Inilah "buah" ketidakseriusan mengurus jalan-jalan di Ibu Kota. Banyak jalan yang dipenuhi pedagang kaki lima dan mobil yang parkir sembarangan. Akibatnya, kemacetan di Jakarta semakin parah. Langkah Gubernur DKI Joko Widodo menertibkan enam jalan utama patut didukung. Namun Jakarta butuh upaya pembenahan yang lebih mendasar dan permanen, seperti pembatasan penggunaan kendaraan dan denda parkir yang lebih keras.
Saat ini, kemacetan di Jakarta sudah kronis.

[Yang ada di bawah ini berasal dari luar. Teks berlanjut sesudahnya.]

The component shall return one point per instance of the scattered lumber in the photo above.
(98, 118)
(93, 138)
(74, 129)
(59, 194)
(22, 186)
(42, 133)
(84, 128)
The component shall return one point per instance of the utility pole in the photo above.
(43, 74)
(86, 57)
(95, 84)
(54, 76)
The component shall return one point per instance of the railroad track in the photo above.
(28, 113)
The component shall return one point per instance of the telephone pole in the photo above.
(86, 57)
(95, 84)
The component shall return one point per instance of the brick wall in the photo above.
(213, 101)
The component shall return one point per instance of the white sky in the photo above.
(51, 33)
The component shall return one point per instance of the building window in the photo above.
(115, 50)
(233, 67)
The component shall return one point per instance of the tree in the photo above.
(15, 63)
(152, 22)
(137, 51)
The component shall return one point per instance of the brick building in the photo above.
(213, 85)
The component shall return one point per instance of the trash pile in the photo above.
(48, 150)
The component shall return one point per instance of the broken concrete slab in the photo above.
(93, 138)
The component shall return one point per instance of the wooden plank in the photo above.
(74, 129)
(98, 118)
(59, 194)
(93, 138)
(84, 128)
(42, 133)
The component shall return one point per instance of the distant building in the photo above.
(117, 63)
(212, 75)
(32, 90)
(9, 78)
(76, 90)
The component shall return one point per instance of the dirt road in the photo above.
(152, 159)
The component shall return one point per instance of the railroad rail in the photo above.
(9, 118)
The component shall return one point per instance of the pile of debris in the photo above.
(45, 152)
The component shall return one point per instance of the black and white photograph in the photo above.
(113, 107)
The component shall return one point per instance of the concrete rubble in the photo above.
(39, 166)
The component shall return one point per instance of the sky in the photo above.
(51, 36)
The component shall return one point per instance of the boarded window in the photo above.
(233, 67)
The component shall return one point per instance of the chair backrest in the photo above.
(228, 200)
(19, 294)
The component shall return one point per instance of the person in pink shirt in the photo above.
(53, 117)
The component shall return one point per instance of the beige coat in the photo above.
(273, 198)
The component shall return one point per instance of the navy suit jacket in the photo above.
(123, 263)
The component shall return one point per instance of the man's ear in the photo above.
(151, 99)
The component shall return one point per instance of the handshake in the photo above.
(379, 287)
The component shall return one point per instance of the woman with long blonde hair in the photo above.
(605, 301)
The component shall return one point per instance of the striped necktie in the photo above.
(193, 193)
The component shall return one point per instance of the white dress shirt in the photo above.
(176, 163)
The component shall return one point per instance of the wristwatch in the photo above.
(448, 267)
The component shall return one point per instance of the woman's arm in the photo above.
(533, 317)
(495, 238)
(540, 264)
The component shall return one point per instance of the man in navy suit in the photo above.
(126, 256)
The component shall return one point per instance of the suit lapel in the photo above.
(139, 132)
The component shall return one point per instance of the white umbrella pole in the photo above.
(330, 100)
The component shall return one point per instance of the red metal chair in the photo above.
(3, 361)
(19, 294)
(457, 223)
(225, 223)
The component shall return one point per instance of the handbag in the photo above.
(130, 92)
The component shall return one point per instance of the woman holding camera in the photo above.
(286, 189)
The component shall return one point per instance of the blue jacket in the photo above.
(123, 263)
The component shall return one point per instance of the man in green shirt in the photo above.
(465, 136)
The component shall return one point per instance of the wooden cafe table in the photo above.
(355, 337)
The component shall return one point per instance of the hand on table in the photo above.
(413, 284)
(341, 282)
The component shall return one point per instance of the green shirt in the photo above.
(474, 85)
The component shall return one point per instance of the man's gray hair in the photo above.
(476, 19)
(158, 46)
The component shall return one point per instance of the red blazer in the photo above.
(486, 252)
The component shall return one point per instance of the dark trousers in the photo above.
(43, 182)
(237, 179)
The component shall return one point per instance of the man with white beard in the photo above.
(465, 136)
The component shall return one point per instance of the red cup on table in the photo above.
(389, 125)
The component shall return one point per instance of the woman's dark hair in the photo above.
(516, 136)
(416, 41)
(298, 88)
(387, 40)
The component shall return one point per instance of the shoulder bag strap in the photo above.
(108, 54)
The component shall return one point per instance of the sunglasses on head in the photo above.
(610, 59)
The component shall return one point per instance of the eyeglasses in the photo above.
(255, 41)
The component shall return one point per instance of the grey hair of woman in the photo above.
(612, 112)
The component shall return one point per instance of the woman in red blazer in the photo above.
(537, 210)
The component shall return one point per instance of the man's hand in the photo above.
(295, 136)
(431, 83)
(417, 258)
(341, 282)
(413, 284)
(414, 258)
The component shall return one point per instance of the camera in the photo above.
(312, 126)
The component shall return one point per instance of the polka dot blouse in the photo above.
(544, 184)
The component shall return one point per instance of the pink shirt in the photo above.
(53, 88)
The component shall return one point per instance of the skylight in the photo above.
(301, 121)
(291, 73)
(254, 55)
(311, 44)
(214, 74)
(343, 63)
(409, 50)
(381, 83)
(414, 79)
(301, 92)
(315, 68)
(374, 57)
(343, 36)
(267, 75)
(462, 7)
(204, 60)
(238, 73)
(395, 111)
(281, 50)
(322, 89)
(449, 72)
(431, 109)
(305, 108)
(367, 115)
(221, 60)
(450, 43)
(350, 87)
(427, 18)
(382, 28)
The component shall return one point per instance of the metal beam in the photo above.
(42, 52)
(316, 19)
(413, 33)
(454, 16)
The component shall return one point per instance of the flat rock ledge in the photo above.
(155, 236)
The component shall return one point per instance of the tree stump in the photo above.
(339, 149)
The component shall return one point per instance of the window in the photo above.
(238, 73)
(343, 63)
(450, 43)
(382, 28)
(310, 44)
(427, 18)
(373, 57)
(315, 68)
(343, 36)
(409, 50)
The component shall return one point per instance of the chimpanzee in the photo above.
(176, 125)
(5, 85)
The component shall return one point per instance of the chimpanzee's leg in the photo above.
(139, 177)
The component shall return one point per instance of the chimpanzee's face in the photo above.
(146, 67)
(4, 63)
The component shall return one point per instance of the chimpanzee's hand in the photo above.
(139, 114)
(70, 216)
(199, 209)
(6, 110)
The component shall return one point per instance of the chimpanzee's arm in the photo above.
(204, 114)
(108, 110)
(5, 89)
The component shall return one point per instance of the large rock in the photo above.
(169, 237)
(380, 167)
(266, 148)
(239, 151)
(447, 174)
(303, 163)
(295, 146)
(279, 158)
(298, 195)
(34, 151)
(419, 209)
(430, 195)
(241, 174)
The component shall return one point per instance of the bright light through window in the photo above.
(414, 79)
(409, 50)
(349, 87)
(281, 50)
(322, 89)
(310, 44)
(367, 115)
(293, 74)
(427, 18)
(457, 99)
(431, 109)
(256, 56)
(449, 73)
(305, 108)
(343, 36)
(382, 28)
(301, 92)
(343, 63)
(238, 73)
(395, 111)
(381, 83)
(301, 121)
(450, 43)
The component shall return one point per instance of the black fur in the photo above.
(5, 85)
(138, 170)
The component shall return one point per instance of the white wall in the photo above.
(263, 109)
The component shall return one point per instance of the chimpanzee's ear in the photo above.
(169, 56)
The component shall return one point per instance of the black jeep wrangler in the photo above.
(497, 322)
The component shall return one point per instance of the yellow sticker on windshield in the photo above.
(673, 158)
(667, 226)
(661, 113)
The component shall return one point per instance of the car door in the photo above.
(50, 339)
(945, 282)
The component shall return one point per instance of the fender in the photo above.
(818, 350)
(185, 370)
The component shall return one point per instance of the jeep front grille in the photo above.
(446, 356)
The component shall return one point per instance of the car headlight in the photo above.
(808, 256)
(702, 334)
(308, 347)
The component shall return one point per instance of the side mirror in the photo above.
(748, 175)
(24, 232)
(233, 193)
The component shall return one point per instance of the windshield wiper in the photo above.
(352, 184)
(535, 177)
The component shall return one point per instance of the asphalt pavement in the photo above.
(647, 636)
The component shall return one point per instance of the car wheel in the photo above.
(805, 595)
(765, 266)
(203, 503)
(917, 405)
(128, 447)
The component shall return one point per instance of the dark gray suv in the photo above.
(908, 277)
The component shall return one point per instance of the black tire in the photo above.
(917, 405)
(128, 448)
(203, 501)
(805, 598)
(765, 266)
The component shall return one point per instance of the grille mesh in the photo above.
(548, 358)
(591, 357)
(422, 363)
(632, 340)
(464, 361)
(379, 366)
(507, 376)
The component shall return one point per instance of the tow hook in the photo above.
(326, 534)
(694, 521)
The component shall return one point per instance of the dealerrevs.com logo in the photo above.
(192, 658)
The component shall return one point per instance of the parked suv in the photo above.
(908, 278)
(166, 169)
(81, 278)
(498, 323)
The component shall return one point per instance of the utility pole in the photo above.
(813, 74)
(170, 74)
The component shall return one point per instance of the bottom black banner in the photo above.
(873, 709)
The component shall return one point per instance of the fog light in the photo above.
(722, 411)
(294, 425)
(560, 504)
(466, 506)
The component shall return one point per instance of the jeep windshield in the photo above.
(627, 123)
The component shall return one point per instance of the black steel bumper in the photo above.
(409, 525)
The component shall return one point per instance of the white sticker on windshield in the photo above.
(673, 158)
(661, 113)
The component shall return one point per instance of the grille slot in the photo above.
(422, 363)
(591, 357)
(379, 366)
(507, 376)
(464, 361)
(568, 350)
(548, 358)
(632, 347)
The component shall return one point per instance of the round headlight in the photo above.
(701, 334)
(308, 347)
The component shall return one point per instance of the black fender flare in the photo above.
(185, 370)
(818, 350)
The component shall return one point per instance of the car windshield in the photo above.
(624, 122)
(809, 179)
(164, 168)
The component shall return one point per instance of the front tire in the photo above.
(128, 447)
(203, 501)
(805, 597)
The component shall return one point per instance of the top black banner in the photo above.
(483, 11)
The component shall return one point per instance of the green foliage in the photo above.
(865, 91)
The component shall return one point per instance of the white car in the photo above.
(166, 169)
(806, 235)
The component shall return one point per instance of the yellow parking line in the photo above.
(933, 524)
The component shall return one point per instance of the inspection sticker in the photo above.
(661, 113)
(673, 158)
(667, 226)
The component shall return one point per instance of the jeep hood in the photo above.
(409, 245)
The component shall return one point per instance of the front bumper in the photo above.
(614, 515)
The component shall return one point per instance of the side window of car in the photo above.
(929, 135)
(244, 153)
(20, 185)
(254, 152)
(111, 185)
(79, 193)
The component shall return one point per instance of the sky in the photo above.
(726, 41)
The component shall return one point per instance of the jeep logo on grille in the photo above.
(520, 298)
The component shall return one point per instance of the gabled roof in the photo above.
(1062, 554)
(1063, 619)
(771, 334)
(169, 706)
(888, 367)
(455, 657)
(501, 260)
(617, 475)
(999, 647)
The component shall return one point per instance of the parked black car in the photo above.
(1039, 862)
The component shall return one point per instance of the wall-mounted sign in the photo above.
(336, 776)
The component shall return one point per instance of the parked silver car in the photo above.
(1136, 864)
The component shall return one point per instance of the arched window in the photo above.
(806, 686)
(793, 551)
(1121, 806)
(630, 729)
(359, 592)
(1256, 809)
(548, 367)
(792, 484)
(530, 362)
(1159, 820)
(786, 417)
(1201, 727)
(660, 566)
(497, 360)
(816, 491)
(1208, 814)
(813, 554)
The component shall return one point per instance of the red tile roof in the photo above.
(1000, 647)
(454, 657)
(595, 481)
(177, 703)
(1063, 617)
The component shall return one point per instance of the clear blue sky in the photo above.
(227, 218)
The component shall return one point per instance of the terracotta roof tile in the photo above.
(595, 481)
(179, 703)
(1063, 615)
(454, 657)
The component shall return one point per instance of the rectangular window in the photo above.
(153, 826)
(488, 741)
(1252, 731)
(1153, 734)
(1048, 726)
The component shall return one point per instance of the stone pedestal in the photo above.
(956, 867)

Baru-baru ini kantor berita Inggris, BBC, menempatkan Jakarta di antara 10 kota termacet di dunia. Tentu ini bukan promosi yang bagus.
Masalah utama transportasi di Jakarta adalah perbandingan panjang jalan yang jomplang dengan jumlah kendaraan. Saban tahun kendaraan bertambah 11 persen, sedangkan panjang jalan cuma tumbuh 0,01 persen. Rasio panjang jalan di Jakarta dibandingkan dengan luas wilayah juga cuma 6,2 persen. Akibatnya, kecepatan rata-rata kendaraan cuma 20 kilometer per jam. Bahkan, pada jam sibuk, lajunya hanya 5 sampai 10 kilometer per jam.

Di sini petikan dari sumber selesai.